Transformations of Poisson processes

If the position of the points of a homogeneous process of rate $λ > 0$ are multiplied by $λ$ , then the resulting point process is also Poisson, and it is, in fact, a homogeneous process of rate 1.
Likewise, we could start with a unit-rate process and divide the position of each point by $λ$ to get a homogeneous process with rate $λ$ .
Also, move the points around via an one-to-one function, or transformation, resulted in another Poisson process.

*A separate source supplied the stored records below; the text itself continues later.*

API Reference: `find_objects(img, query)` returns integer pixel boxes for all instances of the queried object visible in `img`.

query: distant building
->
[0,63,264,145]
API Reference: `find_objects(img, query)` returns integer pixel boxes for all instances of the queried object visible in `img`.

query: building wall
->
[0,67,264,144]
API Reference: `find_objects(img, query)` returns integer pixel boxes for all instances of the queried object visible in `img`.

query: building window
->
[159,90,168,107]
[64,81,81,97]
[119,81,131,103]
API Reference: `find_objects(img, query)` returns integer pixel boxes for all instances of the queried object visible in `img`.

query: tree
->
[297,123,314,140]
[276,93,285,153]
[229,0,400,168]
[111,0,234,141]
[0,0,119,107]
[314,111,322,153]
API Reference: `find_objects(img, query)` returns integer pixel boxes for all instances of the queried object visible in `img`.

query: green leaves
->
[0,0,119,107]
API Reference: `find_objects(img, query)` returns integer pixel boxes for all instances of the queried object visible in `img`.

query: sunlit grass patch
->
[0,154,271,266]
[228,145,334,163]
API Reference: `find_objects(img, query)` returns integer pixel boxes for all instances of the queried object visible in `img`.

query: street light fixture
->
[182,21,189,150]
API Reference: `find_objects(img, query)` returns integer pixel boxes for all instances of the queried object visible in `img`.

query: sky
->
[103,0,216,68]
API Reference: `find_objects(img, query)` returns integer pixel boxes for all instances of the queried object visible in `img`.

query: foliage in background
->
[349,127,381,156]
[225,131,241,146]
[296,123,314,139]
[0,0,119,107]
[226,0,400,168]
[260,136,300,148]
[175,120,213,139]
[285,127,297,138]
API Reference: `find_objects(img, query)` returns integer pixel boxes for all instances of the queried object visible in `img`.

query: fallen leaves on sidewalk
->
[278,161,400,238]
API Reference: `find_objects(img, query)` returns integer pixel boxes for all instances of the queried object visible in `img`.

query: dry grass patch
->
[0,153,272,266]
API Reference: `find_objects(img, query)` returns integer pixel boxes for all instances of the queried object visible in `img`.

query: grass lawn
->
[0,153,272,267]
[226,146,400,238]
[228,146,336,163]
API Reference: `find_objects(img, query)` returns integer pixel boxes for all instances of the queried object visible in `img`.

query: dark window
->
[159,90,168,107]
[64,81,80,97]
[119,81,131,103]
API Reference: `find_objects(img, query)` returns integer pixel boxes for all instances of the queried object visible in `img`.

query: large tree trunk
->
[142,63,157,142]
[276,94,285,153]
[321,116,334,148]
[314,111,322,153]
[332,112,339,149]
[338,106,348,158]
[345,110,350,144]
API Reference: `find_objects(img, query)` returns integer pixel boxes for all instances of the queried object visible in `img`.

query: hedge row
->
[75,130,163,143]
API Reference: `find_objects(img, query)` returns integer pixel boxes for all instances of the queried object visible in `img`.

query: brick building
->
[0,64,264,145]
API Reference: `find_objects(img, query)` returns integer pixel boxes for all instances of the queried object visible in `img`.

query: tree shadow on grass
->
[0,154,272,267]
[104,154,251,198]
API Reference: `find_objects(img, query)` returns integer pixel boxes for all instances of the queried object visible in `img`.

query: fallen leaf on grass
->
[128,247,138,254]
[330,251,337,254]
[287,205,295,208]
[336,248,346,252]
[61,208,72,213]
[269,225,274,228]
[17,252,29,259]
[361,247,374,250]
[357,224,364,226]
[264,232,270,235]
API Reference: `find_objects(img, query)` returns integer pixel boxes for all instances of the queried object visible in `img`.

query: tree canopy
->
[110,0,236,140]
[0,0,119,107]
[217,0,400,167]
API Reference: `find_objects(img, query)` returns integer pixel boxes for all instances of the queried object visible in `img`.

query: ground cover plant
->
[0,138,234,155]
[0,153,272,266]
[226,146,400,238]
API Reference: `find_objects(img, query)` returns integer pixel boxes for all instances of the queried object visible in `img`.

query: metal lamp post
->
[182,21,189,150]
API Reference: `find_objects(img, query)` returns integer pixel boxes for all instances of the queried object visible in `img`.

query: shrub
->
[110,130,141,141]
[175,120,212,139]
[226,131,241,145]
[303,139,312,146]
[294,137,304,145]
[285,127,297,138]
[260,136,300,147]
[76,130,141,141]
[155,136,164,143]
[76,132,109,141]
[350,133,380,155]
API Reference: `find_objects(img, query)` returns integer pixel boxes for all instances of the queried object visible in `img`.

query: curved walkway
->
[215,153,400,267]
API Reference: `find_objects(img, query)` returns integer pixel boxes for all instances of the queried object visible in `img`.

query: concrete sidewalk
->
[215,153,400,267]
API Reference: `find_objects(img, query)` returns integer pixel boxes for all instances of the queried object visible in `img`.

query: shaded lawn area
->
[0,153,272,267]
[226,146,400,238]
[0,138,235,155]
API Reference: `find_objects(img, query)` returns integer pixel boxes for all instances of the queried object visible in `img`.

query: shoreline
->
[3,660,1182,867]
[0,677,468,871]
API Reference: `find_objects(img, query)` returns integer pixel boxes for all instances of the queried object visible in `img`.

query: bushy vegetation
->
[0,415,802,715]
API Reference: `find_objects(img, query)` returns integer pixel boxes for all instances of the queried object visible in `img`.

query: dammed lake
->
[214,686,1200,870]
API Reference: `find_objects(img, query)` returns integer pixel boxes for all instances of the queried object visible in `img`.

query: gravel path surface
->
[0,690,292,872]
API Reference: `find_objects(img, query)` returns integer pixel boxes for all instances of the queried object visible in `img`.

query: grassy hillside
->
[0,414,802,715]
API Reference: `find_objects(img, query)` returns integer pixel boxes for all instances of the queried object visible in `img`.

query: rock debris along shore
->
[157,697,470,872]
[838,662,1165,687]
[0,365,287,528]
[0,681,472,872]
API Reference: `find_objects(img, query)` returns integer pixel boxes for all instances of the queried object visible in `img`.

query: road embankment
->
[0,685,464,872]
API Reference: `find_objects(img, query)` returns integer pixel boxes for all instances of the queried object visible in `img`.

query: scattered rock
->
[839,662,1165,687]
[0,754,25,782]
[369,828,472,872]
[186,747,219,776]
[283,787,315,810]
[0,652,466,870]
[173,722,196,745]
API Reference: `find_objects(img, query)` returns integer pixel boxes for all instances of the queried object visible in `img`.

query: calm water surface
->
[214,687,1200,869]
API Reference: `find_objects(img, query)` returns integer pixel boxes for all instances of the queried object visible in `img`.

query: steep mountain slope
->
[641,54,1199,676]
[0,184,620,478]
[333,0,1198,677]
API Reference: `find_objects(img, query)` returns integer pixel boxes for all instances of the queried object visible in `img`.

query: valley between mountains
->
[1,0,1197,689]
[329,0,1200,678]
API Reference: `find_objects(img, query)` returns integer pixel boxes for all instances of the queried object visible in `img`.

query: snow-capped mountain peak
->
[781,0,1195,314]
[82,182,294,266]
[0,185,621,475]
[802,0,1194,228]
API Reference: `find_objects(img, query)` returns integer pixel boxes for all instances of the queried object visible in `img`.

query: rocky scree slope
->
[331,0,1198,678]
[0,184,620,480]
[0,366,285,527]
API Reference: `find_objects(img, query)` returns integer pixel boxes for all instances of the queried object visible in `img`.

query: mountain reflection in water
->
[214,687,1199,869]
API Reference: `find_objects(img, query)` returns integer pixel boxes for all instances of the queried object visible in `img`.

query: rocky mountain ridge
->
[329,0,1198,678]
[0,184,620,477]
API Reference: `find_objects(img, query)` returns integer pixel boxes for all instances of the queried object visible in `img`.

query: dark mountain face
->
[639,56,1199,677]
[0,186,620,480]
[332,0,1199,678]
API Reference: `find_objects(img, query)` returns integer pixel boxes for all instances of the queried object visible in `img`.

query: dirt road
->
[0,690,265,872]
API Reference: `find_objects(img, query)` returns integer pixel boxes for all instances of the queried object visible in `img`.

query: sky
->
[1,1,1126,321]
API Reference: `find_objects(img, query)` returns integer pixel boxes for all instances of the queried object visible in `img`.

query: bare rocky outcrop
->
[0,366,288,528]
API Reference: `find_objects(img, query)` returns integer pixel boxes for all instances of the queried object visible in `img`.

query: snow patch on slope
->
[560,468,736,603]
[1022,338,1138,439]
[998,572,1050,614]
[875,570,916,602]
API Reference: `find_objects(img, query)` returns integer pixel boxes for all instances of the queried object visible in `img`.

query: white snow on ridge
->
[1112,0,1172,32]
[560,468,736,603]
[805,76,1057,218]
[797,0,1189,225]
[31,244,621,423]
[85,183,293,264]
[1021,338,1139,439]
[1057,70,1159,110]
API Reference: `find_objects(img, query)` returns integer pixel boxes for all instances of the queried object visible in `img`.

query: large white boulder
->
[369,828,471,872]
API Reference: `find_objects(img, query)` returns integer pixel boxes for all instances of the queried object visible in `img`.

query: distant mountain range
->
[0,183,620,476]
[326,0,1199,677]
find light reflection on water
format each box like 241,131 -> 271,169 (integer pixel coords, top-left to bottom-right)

Simulating non-homogeneous Poisson process

Set $t_{0} = 0, n = 1$ .

Let $E_{n}$ be an exponential random variable with parameter one, which is independent from all other random variables already generated.
Find the smallest $μ \geq 0$ for which $\int_{0}^{μ} λ (s) d s = E_{1} + \dots + E_{n}$
Set n+1 to n.
Return to step 1 or break.

###Example Let N be a non-homogeneous Poisson process with local intensity $λ (t) = t^{2}$ . Write a code that simulates this process until 500 jumps have taken place.

library(ggplot2)
theme_set(theme_bw())
N=500 # number of jumps
time=vector() # to hold times of jumps
E_n=rexp(N) # N exp random values
for (i in 1:N){
  time[i]=(3*sum(E_n[1:i]))^(1/3)
}
ggplot(data=NULL)+geom_step(aes(x=c(0,time), y=c(0:500)))+
  geom_line(aes(x=c(0,time), y=c(0,time)^3/3), color="blue")